[PATCH 1/6] cpufreq: Add sampling window for ondemand governor

From: Youquan Song
Date: Thu Dec 23 2010 - 01:22:27 EST


Running a well-known power performance benchmark, current ondemand governor is
not power efficiency. Even when workload is at 10%~20% of full capability, the
CPU will also run much of time at highest frequency. In fact, in this situation,
the lowest frequency often can meet user requirement. When running this
this benchmark on turbo mode enable machine, I compare the result of different
governors, the results of ondemand and performance governors are the closest.
There is no much power saving between ondemand and performance governor. If we
can ignore the little power saving, the perfomance governor even better than
ondemand governor, at leaset for better performance.

One potential reason for ondemand governor is not power efficiency is that
ondemand governor decide the next target frequency by instant requirement during
sampling interval (10ms or possible a little longer for deferrable timer in idle
tickless). The instant requirement can response quickly to workload change, but
it does not usually reflect workload real CPU usage requirement in a small
longer time and it possibly causes frequently change between highest and lowest
frequency.

This patch add a sampling window for percpu ondemand thread. Each sampling
window with max 150 record items which slide every sampling interval and use to
track the workload requirement during latest sampling window timeframe.
The average of workload during latest sample windows will be used to decide next
target frequency. The sampling window targets to be more truly reflects workload
requirement of CPU usage in the short recent.

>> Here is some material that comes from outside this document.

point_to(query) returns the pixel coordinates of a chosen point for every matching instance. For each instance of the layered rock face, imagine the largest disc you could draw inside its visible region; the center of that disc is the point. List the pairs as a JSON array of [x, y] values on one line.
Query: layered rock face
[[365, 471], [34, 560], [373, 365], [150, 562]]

The sampling window size also can be dynamicly changed in according to current
system workload busy situation. The more idle, the smaller sampling window; the
more busy, the larger sampling window. It will increase the respnose speed by
decrease sampling window, while it will keep CPU working at high speed when busy
by increase sampling window and also avoid unefficiently dangle between highest
and lowest frequency in original ondemand.

It set up_threshold to 80 and down_differential to 20, so when workload reach
80% of current frequency, it will increase to highest frequency. When workload
decrease to below (up_threshold - down_differential)60% of current frequency
capability, it will decrease the frequency, which ensure that CPU work above 60%
of its current capability, otherwise lowest frequency will be used.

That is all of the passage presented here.